U.S. Highway 66 Association
- Successor: Route 66 Association
- Formation: February 4, 1927; 99 years ago
- Founded at: Tulsa, Oklahoma, U.S.
- Dissolved: November 1979; 46 years ago
- Focus: Promotion of U.S. Highway 66
- Key people: John T. Woodruff, first president Jack Cutberth, executive secretary (1954–1978)
- Formerly called: Main Street of America Association (1970–1979)

= U.S. Highway 66 Association =

Former transportation promotional organization

The U.S. Highway 66 Association was organized in 1927 to advocate for improvements to U.S. Highway 66 and to promote tourism on the highway. The organization changed its name to the Main Street of America Association in 1970 and disbanded in 1979.

==History==
The association was formed on February 4, 1927, in Tulsa, Oklahoma, (Note: An Associated Press article in 1976 said the association was formed in 1920; however, that is inconsistent with contemporary newspaper reports and would predate when 66 was chosen as the number for the highway.) with John T. Woodruff of Springfield, Missouri, elected the first president. Woodruff was elected with the support of Cyrus Avery, the "Father of Route 66". The organization was similar to many that existed before the creation of federal highways in 1926, including those that promoted the Lincoln Highway and the National Old Trails Highway.

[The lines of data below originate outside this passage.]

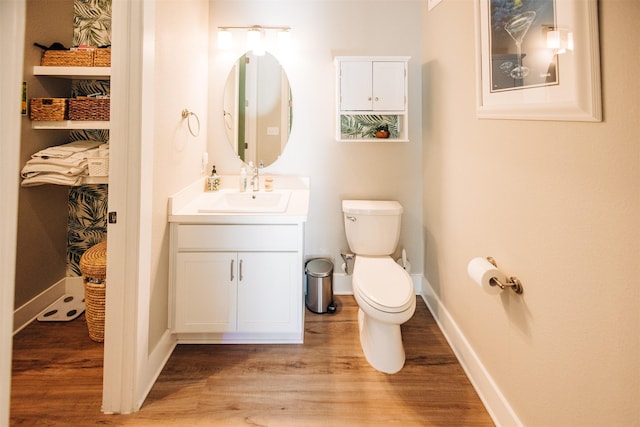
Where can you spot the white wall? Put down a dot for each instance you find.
(12, 26)
(320, 31)
(557, 204)
(181, 81)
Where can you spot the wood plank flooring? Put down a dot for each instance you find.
(57, 380)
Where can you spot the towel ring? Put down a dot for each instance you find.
(186, 114)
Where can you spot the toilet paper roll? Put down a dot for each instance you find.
(481, 271)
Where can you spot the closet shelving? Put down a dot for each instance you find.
(74, 73)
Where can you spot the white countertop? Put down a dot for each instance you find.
(183, 206)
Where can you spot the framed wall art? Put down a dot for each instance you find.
(538, 60)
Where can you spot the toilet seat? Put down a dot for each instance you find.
(371, 280)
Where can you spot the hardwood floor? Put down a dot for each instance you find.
(57, 377)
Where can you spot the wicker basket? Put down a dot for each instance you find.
(98, 166)
(83, 108)
(68, 58)
(93, 265)
(102, 57)
(49, 109)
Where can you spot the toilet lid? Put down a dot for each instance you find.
(382, 283)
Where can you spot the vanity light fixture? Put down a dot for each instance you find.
(559, 39)
(256, 37)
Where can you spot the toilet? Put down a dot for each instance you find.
(382, 288)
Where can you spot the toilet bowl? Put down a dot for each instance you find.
(382, 309)
(383, 290)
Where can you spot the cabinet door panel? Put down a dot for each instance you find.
(355, 86)
(206, 295)
(388, 86)
(269, 292)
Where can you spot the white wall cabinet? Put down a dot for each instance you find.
(237, 283)
(371, 92)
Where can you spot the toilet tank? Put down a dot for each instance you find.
(372, 226)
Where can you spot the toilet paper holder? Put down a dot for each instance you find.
(512, 282)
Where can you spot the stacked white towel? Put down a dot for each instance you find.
(62, 164)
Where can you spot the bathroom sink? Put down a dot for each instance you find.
(245, 202)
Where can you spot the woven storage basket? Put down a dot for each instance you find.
(68, 58)
(102, 57)
(98, 166)
(83, 108)
(93, 265)
(49, 109)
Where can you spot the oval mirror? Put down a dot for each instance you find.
(257, 108)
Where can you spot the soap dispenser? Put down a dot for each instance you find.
(213, 181)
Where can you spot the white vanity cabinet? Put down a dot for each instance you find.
(370, 92)
(237, 283)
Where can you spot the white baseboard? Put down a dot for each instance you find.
(27, 313)
(491, 396)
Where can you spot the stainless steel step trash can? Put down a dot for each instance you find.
(319, 299)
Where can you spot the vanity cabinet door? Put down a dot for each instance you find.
(206, 294)
(372, 85)
(269, 295)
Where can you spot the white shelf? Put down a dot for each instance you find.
(372, 140)
(92, 73)
(95, 180)
(69, 124)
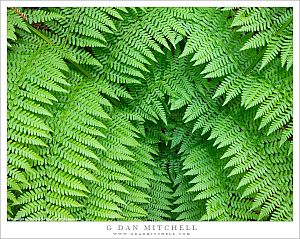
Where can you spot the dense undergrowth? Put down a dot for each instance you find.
(150, 114)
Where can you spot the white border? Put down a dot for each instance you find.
(98, 229)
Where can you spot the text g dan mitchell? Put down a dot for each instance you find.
(156, 227)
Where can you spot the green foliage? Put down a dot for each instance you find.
(155, 114)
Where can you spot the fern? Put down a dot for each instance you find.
(158, 114)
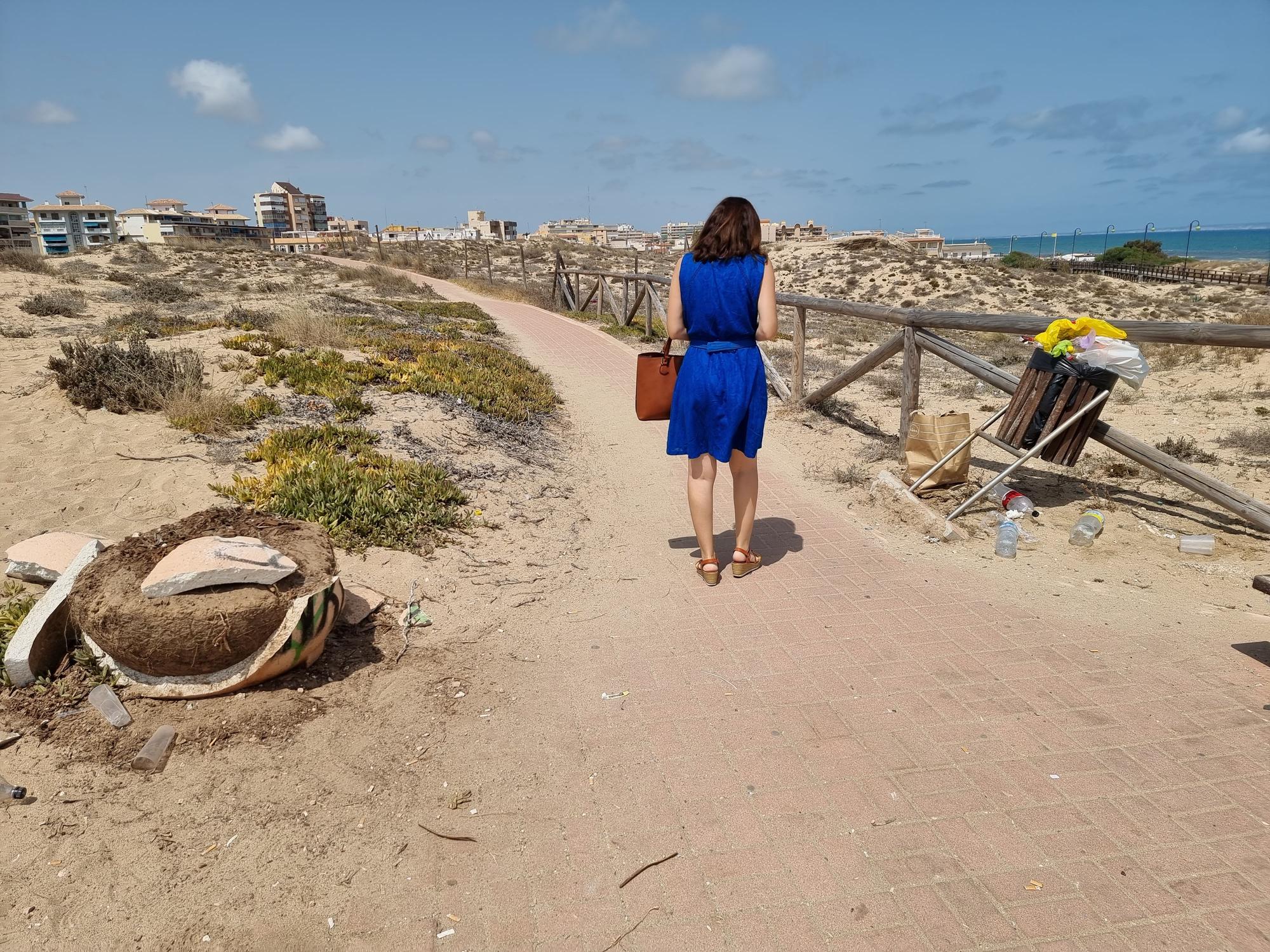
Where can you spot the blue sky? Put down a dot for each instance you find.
(971, 119)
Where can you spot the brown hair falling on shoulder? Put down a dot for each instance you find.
(731, 232)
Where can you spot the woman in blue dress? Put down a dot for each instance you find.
(723, 301)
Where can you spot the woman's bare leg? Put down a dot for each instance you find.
(702, 477)
(745, 498)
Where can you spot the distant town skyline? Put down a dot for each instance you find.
(973, 122)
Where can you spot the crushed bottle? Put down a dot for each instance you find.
(1013, 501)
(1086, 529)
(1197, 545)
(153, 752)
(1008, 539)
(11, 793)
(110, 706)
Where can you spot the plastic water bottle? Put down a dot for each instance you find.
(1013, 501)
(1089, 526)
(152, 755)
(11, 793)
(110, 706)
(1008, 539)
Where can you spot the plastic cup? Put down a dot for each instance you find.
(110, 706)
(1197, 545)
(152, 755)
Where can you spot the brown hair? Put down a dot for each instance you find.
(731, 232)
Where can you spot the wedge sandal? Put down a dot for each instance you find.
(712, 578)
(752, 562)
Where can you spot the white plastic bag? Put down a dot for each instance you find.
(1121, 357)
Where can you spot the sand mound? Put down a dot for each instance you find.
(203, 631)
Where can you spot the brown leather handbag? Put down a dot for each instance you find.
(656, 374)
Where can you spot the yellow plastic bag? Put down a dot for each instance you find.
(1066, 329)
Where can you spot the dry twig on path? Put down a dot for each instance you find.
(648, 866)
(614, 944)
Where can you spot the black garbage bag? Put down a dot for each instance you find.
(1061, 369)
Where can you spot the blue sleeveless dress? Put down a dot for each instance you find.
(721, 397)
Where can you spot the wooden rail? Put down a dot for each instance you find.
(915, 336)
(1165, 272)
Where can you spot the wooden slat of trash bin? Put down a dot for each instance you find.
(1075, 394)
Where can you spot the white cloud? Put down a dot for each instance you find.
(434, 144)
(50, 114)
(736, 73)
(291, 139)
(1230, 117)
(488, 149)
(220, 89)
(1255, 142)
(599, 29)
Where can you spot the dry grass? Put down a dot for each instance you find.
(303, 327)
(213, 413)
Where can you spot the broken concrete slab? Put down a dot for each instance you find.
(360, 602)
(43, 640)
(890, 489)
(45, 558)
(217, 560)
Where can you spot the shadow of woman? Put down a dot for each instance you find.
(775, 538)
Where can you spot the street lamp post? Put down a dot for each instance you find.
(1193, 225)
(1151, 227)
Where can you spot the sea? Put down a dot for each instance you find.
(1230, 243)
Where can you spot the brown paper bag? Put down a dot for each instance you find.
(930, 437)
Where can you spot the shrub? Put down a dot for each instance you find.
(121, 380)
(1022, 260)
(1187, 450)
(255, 345)
(211, 412)
(55, 303)
(1255, 440)
(161, 291)
(303, 327)
(333, 477)
(15, 261)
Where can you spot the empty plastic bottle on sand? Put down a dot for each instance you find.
(1008, 539)
(11, 793)
(152, 755)
(1012, 499)
(110, 706)
(1089, 526)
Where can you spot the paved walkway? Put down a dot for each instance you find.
(854, 753)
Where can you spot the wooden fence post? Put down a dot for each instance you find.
(912, 379)
(799, 352)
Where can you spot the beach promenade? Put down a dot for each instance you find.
(845, 751)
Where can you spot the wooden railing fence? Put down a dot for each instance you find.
(916, 336)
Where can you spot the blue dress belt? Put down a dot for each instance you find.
(716, 347)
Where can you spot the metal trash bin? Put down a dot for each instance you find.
(1051, 392)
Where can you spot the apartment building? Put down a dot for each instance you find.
(16, 229)
(773, 232)
(166, 219)
(924, 241)
(286, 209)
(349, 225)
(492, 229)
(72, 225)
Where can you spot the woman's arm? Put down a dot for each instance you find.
(675, 329)
(768, 307)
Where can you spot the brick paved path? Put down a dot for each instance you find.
(855, 753)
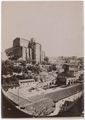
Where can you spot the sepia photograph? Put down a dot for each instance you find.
(42, 59)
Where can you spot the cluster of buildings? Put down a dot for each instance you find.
(28, 50)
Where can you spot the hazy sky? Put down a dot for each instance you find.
(58, 26)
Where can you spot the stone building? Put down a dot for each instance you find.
(28, 50)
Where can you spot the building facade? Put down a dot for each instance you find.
(28, 50)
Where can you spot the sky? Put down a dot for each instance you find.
(57, 26)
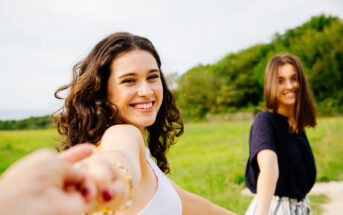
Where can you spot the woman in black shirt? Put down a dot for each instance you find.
(281, 168)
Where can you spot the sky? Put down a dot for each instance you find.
(41, 40)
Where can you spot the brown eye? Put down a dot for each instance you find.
(153, 77)
(128, 81)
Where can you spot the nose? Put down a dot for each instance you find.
(144, 90)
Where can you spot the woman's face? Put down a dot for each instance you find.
(135, 87)
(287, 86)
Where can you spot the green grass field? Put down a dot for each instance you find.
(209, 159)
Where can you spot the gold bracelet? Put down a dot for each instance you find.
(124, 172)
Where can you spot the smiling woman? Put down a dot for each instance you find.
(118, 92)
(281, 168)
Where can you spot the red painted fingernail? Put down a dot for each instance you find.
(84, 191)
(106, 195)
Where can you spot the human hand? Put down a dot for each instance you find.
(114, 188)
(45, 183)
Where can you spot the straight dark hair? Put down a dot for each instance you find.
(304, 108)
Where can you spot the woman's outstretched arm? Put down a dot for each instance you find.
(266, 181)
(116, 166)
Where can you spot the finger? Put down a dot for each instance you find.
(72, 203)
(73, 176)
(77, 153)
(102, 175)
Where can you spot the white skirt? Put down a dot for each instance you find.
(283, 206)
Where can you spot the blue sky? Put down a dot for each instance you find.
(41, 40)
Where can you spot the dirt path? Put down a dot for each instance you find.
(333, 189)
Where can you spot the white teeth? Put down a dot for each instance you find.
(143, 106)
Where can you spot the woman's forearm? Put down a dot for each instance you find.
(267, 179)
(266, 184)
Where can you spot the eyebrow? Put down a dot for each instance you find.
(134, 74)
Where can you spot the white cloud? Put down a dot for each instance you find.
(41, 40)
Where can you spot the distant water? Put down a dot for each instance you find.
(12, 114)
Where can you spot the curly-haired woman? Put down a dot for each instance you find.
(118, 99)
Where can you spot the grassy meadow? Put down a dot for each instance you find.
(209, 159)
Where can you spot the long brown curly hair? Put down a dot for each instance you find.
(87, 112)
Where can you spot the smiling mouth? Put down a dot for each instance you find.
(144, 106)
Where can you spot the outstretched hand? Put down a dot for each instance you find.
(46, 183)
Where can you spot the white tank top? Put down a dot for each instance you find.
(165, 201)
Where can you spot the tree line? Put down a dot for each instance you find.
(29, 123)
(235, 83)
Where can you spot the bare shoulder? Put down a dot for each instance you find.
(122, 135)
(123, 129)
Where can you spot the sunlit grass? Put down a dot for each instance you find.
(209, 159)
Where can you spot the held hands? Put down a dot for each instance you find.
(46, 183)
(112, 182)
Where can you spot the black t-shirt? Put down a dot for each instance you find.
(297, 169)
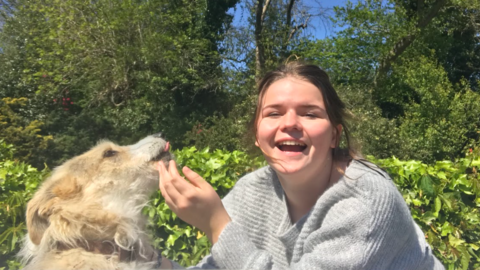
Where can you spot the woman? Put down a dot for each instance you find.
(314, 206)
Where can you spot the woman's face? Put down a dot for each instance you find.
(294, 130)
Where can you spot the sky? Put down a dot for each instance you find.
(319, 28)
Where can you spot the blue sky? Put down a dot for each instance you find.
(317, 27)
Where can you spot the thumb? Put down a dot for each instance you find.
(194, 178)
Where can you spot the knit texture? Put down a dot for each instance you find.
(361, 222)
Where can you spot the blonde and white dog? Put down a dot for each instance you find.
(87, 214)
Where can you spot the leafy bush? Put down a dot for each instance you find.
(444, 200)
(18, 182)
(178, 240)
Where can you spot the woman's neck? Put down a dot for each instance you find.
(301, 195)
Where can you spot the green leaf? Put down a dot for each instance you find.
(426, 185)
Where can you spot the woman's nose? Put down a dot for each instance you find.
(290, 121)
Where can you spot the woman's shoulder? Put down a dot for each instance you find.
(374, 187)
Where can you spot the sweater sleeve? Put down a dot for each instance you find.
(366, 225)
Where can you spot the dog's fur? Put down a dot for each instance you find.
(91, 203)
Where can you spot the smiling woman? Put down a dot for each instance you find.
(314, 206)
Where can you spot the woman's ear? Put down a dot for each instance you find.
(337, 132)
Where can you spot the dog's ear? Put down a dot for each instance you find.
(47, 201)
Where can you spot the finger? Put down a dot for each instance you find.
(167, 198)
(172, 169)
(193, 177)
(170, 192)
(162, 171)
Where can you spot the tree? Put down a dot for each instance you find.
(115, 69)
(392, 53)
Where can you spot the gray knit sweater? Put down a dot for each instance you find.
(361, 222)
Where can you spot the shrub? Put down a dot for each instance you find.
(18, 182)
(444, 199)
(178, 240)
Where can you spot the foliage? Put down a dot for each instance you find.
(444, 199)
(17, 130)
(178, 240)
(114, 68)
(18, 182)
(420, 108)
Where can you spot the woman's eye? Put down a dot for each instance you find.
(273, 114)
(109, 153)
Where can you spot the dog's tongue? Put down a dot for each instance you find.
(167, 147)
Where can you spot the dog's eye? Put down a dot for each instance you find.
(109, 153)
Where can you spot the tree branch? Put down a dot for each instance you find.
(406, 41)
(261, 9)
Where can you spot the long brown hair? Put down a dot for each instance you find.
(336, 111)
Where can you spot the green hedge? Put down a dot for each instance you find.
(443, 198)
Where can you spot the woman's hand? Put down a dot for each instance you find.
(195, 202)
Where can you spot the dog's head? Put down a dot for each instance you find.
(114, 178)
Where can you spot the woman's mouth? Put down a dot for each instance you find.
(291, 146)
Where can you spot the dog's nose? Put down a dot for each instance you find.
(158, 135)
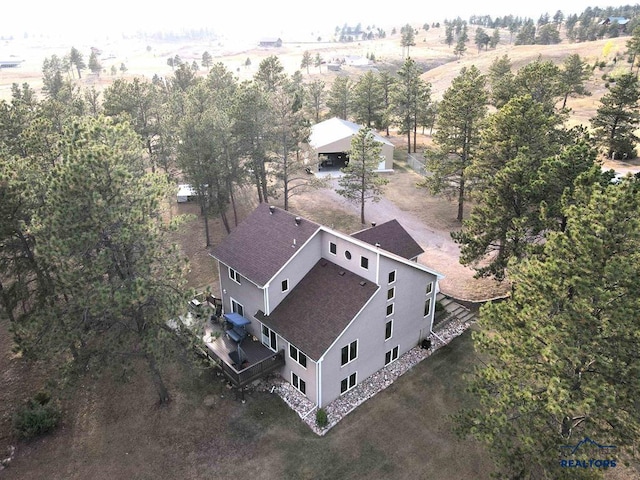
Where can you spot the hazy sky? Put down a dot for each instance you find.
(262, 17)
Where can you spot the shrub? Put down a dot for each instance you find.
(321, 418)
(38, 416)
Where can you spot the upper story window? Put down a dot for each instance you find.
(388, 330)
(349, 352)
(298, 383)
(233, 275)
(427, 307)
(298, 356)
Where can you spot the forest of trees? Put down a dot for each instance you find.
(88, 273)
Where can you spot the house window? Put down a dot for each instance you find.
(269, 338)
(388, 330)
(391, 355)
(233, 275)
(427, 307)
(348, 383)
(298, 356)
(349, 352)
(298, 383)
(237, 308)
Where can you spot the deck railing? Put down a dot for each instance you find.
(240, 378)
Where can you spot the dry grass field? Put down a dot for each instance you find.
(113, 430)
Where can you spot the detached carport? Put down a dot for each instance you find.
(331, 140)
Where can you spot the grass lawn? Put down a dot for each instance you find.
(115, 431)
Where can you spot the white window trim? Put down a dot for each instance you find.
(393, 309)
(349, 347)
(385, 330)
(429, 311)
(298, 355)
(235, 276)
(348, 387)
(395, 277)
(392, 296)
(392, 359)
(297, 387)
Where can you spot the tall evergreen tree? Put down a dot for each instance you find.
(463, 106)
(368, 100)
(559, 356)
(360, 182)
(410, 95)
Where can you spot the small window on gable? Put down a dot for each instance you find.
(298, 383)
(427, 307)
(388, 330)
(349, 352)
(298, 356)
(233, 275)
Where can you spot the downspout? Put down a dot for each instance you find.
(318, 383)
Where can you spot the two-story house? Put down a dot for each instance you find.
(340, 307)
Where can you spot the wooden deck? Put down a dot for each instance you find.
(260, 360)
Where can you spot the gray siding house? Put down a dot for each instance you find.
(341, 307)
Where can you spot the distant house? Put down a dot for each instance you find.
(271, 42)
(330, 142)
(337, 308)
(622, 21)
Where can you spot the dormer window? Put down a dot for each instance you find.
(233, 275)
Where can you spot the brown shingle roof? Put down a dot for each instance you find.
(392, 237)
(263, 243)
(319, 308)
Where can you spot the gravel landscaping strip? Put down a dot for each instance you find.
(366, 389)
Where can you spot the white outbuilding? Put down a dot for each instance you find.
(330, 142)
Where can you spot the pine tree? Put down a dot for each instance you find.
(463, 106)
(360, 182)
(559, 356)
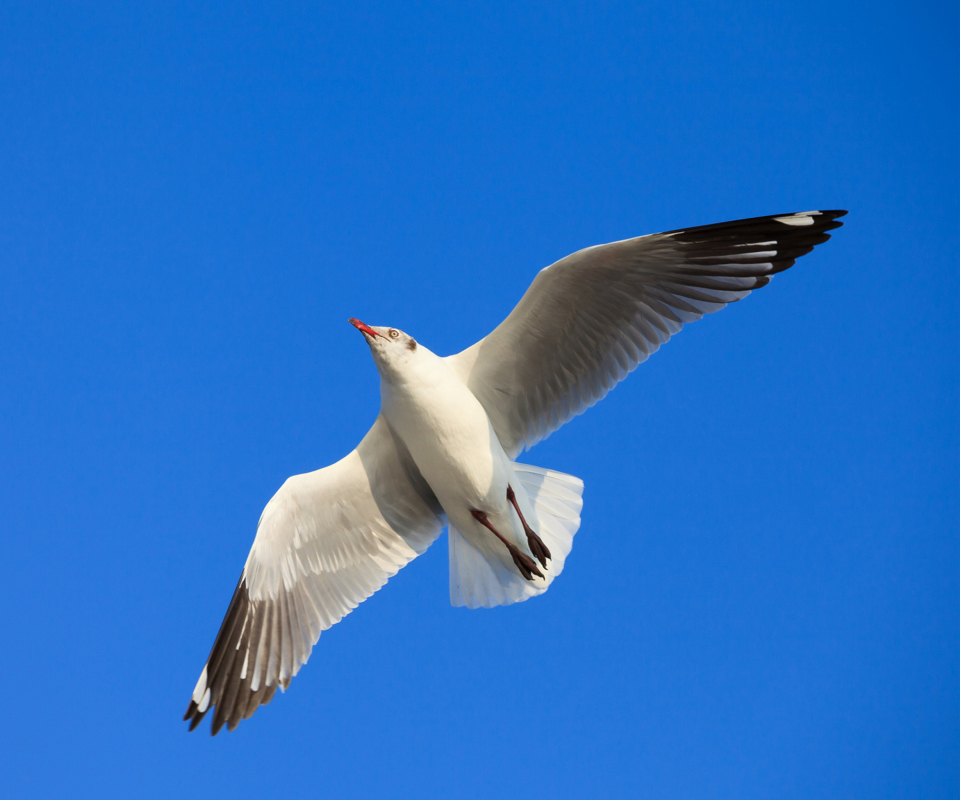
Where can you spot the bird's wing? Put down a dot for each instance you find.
(592, 317)
(325, 542)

The association began to advertise the highway in magazines, on billboards, and brochures. The continued push to completely pave the highway and complete an unfinished section (Watson Road in St. Louis) paid off, as the road was fully paved and completed in 1938, including a cut-off across New Mexico that bypassed a loop through Santa Fe.

The U.S. Highway 66 Association curtailed activities when World War II rationing of rubber and fuel disrupted leisure travel. In 1947, the organization was revived. With efforts led by Jack and Gladys Cutberth, Highway 66 was promoted as "the shortest, fastest year-round best across the scenic West" with "800 miles of 4-lane highway". (Note: 800 mi) Jack Cutberth became executive secretary in May 1954, a role he held until his death in May 1978—he was reportedly the association's only salaried employee. The Cutberths, who lived in Clinton, Oklahoma, traveled the entire length of Highway 66 at least once each year to distribute promotional materials.

In 1955, construction began on the new Interstate Highway System. As these new interstates began to replace longer and longer sections of the old highway, the group changed its name to the Main Street of America Association in 1970 and continued to stand as a voice for the older highway.

The association published its last brochure in 1974; the brochure's cover referenced the new interstate highways that would lead to its demise. The association disbanded in November 1979, as U.S. Route 66 was by then largely concurrent with I-55, I-44, I-40, I-15, and I-10. In 1984, the last section through Williams, Arizona, was bypassed and Route 66 was formally decommissioned in 1985.

The former association is not officially connected with the various Route 66 Associations organized in all eight US Route 66 states that work to preserve and promote the historic highway. The first of these was established in 1987 by Angel Delgadillo and 15 businesspeople in Seligman, Arizona, to obtain "Historic Route 66" signage on the old highway.